El tiempo fue pasando y las inquietudes de la población sobre el futuro generaban alarma, pues no llegaban los representantes de Francia y la cosa se complicaba. Entre la población española (un 25%, pero que incluía la mayor parte de las tropas) comenzó a plantearse la resistencia de forma abierta, en tanto los franceses estaban muy divididos, pues no les agradaba el gobierno que había en Francia, pero veían con horror el de los Estados Unidos. Finalmente, se decidió formar una Guardia Cívica, inspirada por Daniel Clark y el representante de Francia, Pierre Clement de Laussat, a cuya cabeza se puso Joseph Bellechasse para mantener la paz entre la población.
El principio del fin. La entrega de Luisiana
El 18 de noviembre de 1803 el Cabildo se reunió por última vez bajo soberanía española y se dio por terminada la administración en nombre de Su Católica Majestad, cediendo los poderes el gobernador Salcedo a Laussat. La milicia fue también puesta bajo el mando francés, pero las tropas regulares españolas siguieron en sus puestos en Nueva Orleans y en el interior de la provincia, manteniendo sus posiciones hasta en los lugares más lejanos. El representante para la transferencia de poder a los Estados Unidos, el general Wilkinson, llegó el 25 de noviembre y se encontró con las autoridades militares españolas para establecer el cambio de poderes.
El día 30 se debía realizar la entrega oficial y Laussat aceptó el territorio en nombre de Francia. En los días siguientes se organizó una administración de estilo francés destinada a durar solo unos días, ya que el 20 de diciembre, Laussat transfería formalmente la soberanía de Louisiana a los Estados Unidos, representados por el general James Wilkinson y el primer gobernador americano William C. Clairborne. La ceremonia se dio ante el Cabildo y se celebró al mediodía. Como en la práctica era España quien cedía el territorio, pero legalmente quien lo transmitía era Francia, en el acto se arrió la bandera española y se izó la francesa, para a continuación arriarla e izar la de los Estados Unidos.
En cualquier caso esta formalidad no podía ocultar que de acuerdo con las cláusulas del tratado de San Ildefonso, Francia solo podía ceder el territorio a España.

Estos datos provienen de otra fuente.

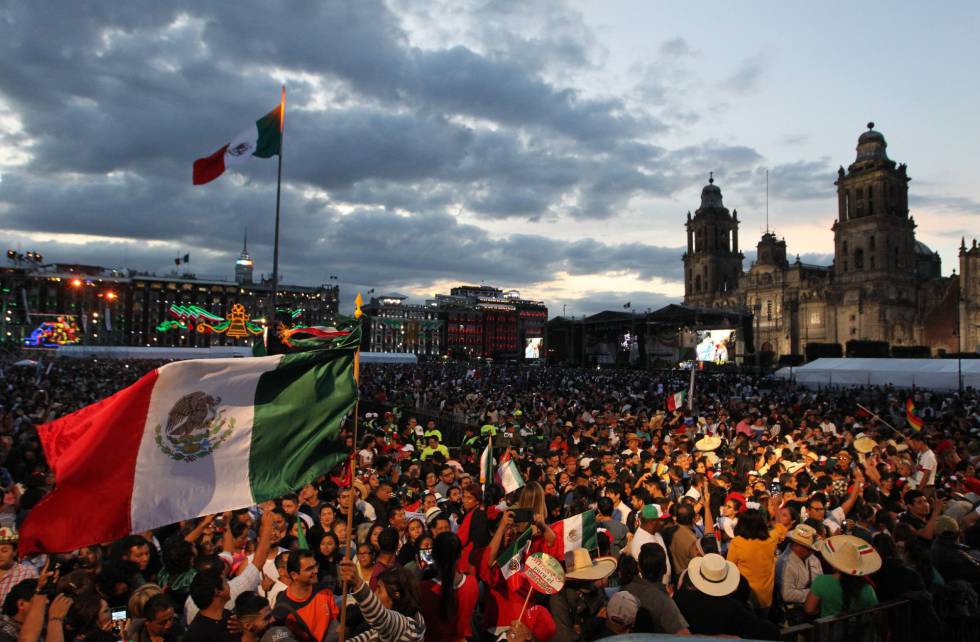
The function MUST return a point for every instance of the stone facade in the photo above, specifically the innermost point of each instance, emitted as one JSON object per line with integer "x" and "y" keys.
{"x": 969, "y": 308}
{"x": 883, "y": 284}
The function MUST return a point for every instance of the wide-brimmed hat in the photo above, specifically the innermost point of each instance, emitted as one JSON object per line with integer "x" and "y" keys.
{"x": 708, "y": 443}
{"x": 713, "y": 575}
{"x": 864, "y": 445}
{"x": 850, "y": 555}
{"x": 804, "y": 536}
{"x": 8, "y": 535}
{"x": 900, "y": 446}
{"x": 794, "y": 467}
{"x": 579, "y": 565}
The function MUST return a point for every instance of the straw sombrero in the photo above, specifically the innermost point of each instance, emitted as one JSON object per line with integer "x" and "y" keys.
{"x": 713, "y": 575}
{"x": 864, "y": 445}
{"x": 850, "y": 555}
{"x": 579, "y": 565}
{"x": 707, "y": 444}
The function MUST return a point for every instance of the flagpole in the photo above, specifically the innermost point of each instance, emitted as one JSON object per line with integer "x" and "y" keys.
{"x": 275, "y": 245}
{"x": 353, "y": 456}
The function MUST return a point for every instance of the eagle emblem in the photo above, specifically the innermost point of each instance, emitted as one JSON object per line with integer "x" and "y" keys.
{"x": 195, "y": 428}
{"x": 240, "y": 149}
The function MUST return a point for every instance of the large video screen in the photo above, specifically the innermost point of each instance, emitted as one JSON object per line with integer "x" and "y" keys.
{"x": 716, "y": 346}
{"x": 532, "y": 347}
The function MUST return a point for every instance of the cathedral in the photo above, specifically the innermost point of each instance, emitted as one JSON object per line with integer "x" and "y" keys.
{"x": 883, "y": 285}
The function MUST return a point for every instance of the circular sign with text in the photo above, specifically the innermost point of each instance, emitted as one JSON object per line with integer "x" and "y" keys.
{"x": 545, "y": 573}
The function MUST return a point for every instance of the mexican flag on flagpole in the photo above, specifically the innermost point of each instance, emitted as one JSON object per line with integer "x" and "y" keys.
{"x": 192, "y": 438}
{"x": 508, "y": 475}
{"x": 261, "y": 140}
{"x": 511, "y": 559}
{"x": 486, "y": 465}
{"x": 676, "y": 400}
{"x": 578, "y": 531}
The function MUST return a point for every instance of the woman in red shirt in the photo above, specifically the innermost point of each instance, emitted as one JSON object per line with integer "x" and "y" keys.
{"x": 449, "y": 599}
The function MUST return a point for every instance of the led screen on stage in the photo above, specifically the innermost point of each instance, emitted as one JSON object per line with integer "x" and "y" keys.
{"x": 532, "y": 347}
{"x": 715, "y": 345}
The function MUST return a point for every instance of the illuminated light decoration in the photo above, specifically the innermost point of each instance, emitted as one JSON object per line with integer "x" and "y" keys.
{"x": 236, "y": 326}
{"x": 296, "y": 336}
{"x": 51, "y": 334}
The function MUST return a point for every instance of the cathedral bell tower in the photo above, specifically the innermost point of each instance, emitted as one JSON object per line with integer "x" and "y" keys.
{"x": 712, "y": 263}
{"x": 874, "y": 236}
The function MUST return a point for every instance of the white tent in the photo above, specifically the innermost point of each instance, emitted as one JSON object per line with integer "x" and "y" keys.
{"x": 940, "y": 374}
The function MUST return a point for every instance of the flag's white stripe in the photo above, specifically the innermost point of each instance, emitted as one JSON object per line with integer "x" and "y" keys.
{"x": 165, "y": 490}
{"x": 571, "y": 530}
{"x": 507, "y": 569}
{"x": 510, "y": 477}
{"x": 242, "y": 146}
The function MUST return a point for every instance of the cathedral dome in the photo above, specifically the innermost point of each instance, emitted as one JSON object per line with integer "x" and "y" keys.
{"x": 871, "y": 145}
{"x": 711, "y": 194}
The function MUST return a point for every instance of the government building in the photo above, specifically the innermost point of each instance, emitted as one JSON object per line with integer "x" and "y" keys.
{"x": 883, "y": 284}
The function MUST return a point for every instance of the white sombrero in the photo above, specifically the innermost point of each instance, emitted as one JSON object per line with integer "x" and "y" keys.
{"x": 713, "y": 575}
{"x": 851, "y": 555}
{"x": 579, "y": 565}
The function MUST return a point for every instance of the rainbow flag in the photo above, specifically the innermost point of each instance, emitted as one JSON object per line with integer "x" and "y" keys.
{"x": 912, "y": 416}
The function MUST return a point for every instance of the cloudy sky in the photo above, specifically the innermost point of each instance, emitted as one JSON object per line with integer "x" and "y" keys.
{"x": 551, "y": 147}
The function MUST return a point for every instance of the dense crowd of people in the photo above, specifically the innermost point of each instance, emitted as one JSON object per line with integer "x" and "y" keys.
{"x": 757, "y": 507}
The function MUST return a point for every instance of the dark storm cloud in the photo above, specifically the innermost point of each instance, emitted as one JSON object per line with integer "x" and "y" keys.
{"x": 595, "y": 302}
{"x": 116, "y": 101}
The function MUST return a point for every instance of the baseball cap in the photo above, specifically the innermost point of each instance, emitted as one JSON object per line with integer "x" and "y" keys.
{"x": 622, "y": 608}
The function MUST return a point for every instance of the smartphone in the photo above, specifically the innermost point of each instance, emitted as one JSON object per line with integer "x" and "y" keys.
{"x": 523, "y": 515}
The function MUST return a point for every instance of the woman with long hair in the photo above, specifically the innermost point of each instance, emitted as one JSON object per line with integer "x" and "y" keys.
{"x": 392, "y": 610}
{"x": 846, "y": 589}
{"x": 473, "y": 530}
{"x": 448, "y": 598}
{"x": 753, "y": 550}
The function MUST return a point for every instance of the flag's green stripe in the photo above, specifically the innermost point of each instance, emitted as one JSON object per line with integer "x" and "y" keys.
{"x": 270, "y": 138}
{"x": 589, "y": 531}
{"x": 505, "y": 556}
{"x": 299, "y": 409}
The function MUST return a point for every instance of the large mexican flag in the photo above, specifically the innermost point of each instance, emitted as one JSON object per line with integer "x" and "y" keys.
{"x": 192, "y": 438}
{"x": 263, "y": 139}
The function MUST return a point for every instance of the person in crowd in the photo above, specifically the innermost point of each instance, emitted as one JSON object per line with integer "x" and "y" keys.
{"x": 449, "y": 598}
{"x": 392, "y": 610}
{"x": 658, "y": 613}
{"x": 310, "y": 605}
{"x": 577, "y": 608}
{"x": 754, "y": 553}
{"x": 847, "y": 589}
{"x": 705, "y": 598}
{"x": 795, "y": 570}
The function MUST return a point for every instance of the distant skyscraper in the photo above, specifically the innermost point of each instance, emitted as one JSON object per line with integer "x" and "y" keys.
{"x": 243, "y": 266}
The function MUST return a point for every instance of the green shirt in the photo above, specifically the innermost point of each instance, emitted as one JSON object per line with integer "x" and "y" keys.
{"x": 828, "y": 589}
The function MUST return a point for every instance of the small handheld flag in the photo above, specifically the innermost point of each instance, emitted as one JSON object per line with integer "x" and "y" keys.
{"x": 912, "y": 415}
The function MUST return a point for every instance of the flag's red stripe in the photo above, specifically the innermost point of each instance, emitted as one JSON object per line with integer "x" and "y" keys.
{"x": 209, "y": 168}
{"x": 93, "y": 454}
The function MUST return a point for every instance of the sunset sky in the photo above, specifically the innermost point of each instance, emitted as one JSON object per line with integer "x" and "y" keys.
{"x": 549, "y": 147}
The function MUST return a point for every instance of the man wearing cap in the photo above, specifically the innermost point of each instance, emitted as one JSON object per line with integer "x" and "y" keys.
{"x": 577, "y": 606}
{"x": 706, "y": 601}
{"x": 11, "y": 571}
{"x": 621, "y": 615}
{"x": 649, "y": 531}
{"x": 658, "y": 613}
{"x": 796, "y": 568}
{"x": 949, "y": 558}
{"x": 924, "y": 478}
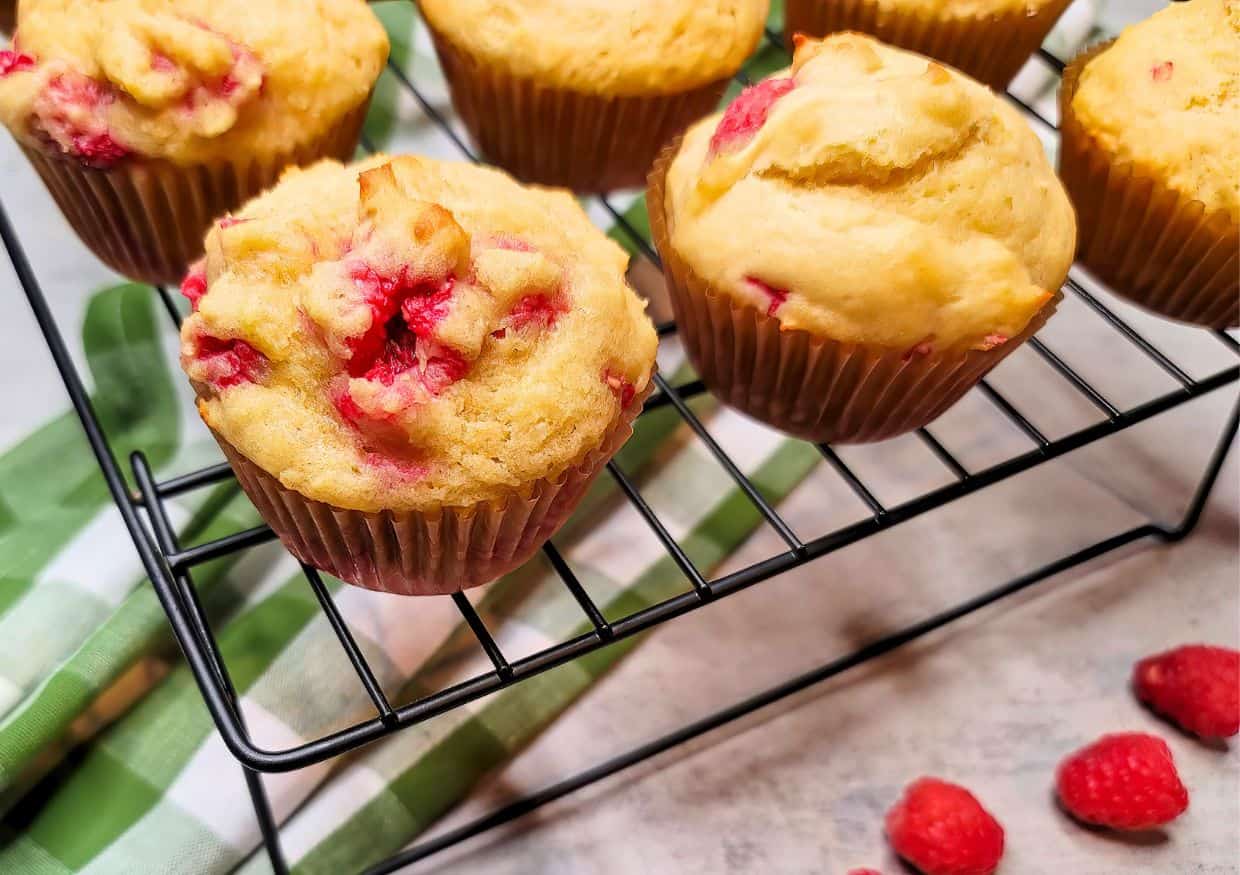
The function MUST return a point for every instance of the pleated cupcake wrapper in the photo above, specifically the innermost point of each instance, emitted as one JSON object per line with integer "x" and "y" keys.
{"x": 146, "y": 218}
{"x": 557, "y": 136}
{"x": 427, "y": 553}
{"x": 1157, "y": 247}
{"x": 990, "y": 47}
{"x": 807, "y": 386}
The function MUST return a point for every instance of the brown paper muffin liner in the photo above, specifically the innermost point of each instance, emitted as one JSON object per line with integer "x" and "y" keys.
{"x": 146, "y": 218}
{"x": 427, "y": 553}
{"x": 809, "y": 386}
{"x": 1157, "y": 247}
{"x": 554, "y": 136}
{"x": 990, "y": 47}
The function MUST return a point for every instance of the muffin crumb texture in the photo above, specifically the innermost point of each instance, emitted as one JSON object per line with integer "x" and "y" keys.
{"x": 883, "y": 200}
{"x": 406, "y": 334}
{"x": 1166, "y": 97}
{"x": 619, "y": 47}
{"x": 186, "y": 79}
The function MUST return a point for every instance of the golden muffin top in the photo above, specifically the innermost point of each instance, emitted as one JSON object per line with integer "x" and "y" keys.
{"x": 407, "y": 334}
{"x": 1166, "y": 97}
{"x": 872, "y": 196}
{"x": 189, "y": 81}
{"x": 625, "y": 47}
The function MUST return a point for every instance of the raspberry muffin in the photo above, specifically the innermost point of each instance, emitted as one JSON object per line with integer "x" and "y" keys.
{"x": 583, "y": 93}
{"x": 902, "y": 234}
{"x": 987, "y": 39}
{"x": 1151, "y": 158}
{"x": 148, "y": 120}
{"x": 414, "y": 367}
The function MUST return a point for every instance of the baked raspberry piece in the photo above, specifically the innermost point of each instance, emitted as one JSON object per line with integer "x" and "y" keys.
{"x": 747, "y": 114}
{"x": 15, "y": 62}
{"x": 538, "y": 311}
{"x": 620, "y": 386}
{"x": 418, "y": 305}
{"x": 775, "y": 298}
{"x": 943, "y": 829}
{"x": 1197, "y": 687}
{"x": 228, "y": 362}
{"x": 1125, "y": 781}
{"x": 194, "y": 286}
{"x": 71, "y": 112}
{"x": 427, "y": 305}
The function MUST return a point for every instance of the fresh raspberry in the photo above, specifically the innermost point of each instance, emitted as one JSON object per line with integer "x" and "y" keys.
{"x": 230, "y": 362}
{"x": 1197, "y": 687}
{"x": 775, "y": 296}
{"x": 620, "y": 386}
{"x": 194, "y": 286}
{"x": 15, "y": 62}
{"x": 943, "y": 829}
{"x": 1126, "y": 781}
{"x": 748, "y": 113}
{"x": 540, "y": 311}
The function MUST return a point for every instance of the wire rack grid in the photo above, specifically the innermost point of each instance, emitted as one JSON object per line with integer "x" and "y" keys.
{"x": 170, "y": 565}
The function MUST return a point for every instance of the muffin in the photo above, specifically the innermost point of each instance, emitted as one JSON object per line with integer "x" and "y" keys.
{"x": 1151, "y": 158}
{"x": 857, "y": 241}
{"x": 414, "y": 367}
{"x": 987, "y": 39}
{"x": 149, "y": 120}
{"x": 583, "y": 94}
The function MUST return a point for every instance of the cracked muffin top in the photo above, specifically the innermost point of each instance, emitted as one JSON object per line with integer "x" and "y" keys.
{"x": 884, "y": 200}
{"x": 1166, "y": 97}
{"x": 624, "y": 47}
{"x": 186, "y": 79}
{"x": 406, "y": 334}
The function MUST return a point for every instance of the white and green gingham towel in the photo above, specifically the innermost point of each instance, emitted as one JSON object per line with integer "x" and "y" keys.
{"x": 82, "y": 638}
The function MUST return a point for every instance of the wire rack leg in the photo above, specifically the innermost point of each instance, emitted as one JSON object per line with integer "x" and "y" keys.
{"x": 1218, "y": 459}
{"x": 165, "y": 536}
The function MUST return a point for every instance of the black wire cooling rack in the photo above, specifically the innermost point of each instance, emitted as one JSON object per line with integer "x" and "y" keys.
{"x": 170, "y": 565}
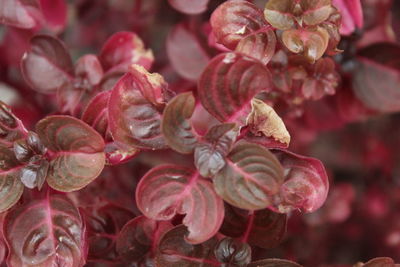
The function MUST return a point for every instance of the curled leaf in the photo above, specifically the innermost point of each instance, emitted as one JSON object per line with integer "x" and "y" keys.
{"x": 250, "y": 178}
{"x": 75, "y": 151}
{"x": 47, "y": 65}
{"x": 263, "y": 119}
{"x": 228, "y": 84}
{"x": 168, "y": 190}
{"x": 176, "y": 126}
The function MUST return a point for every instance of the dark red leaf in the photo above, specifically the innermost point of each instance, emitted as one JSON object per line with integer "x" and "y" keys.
{"x": 135, "y": 110}
{"x": 11, "y": 187}
{"x": 122, "y": 50}
{"x": 45, "y": 232}
{"x": 169, "y": 189}
{"x": 228, "y": 84}
{"x": 209, "y": 155}
{"x": 251, "y": 177}
{"x": 75, "y": 152}
{"x": 138, "y": 237}
{"x": 377, "y": 63}
{"x": 189, "y": 7}
{"x": 174, "y": 251}
{"x": 306, "y": 183}
{"x": 185, "y": 52}
{"x": 176, "y": 126}
{"x": 47, "y": 65}
{"x": 20, "y": 13}
{"x": 55, "y": 14}
{"x": 235, "y": 19}
{"x": 274, "y": 263}
{"x": 262, "y": 228}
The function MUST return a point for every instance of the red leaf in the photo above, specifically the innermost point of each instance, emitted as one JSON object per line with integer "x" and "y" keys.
{"x": 122, "y": 50}
{"x": 55, "y": 14}
{"x": 168, "y": 190}
{"x": 135, "y": 110}
{"x": 306, "y": 183}
{"x": 11, "y": 187}
{"x": 139, "y": 237}
{"x": 47, "y": 65}
{"x": 174, "y": 251}
{"x": 378, "y": 63}
{"x": 176, "y": 126}
{"x": 251, "y": 177}
{"x": 262, "y": 228}
{"x": 45, "y": 232}
{"x": 228, "y": 84}
{"x": 75, "y": 152}
{"x": 189, "y": 7}
{"x": 185, "y": 52}
{"x": 20, "y": 13}
{"x": 235, "y": 19}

Luisiana era al comenzar 1804 una de las más prósperas colonias españolas y se encontraba en constante crecimiento. La población (unos 45.000 habitantes de los que unos 10.000 vivían en el entorno de Nueva Orleans), era muy diversa y estaba formada en su mayoría por criollos franceses, con una minoría española que se redujo al irse las tropas regulares, los funcionarios y algunos colonos, como los 250 habitantes de Galveztown que abandonaron la población y se marcharon al territorio español de Florida Occidental. El resto de los habitantes eran alemanes, acadios y canarios, con unos pocos angloamericanos que habían ido llegando en los últimos meses. Además había una nutrida colonia de refugiados de Santo Domingo, incluyendo negros libres.
España sin embargo no abandonó ninguno de los fuertes y asentamientos del inmenso territorio del interior hasta el primer trimestre de 1804, cuando los fueron entregando a las tropas de los Estados Unidos en pequeñas ceremonias.
El más importante, la ciudad de San Luis, no se entregó a los Estados Unidos hasta el 9 de marzo. Ese día, la bandera blanca con la cruz de Borgoña de España fue arriada a primera hora de la mañana y se izó la tricolor de Francia durante cuatro horas. A las 12:00, la bandera francesa se arrió y se izó la de los Estados Unidos. En realidad, y contra lo que se dice habitualmente, ese fue todo el tiempo que Napoleón Bonaparte fue soberano y señor de la Alta Luisiana.
La entrega del territorio a los Estados Unidos no resolvía el problema de límites, pues quedaba por determinar hasta donde llegaba el territorio adquirido por los norteamericanos, lo que provocaría más de una década de intensas discusiones entre los representantes de ambas naciones.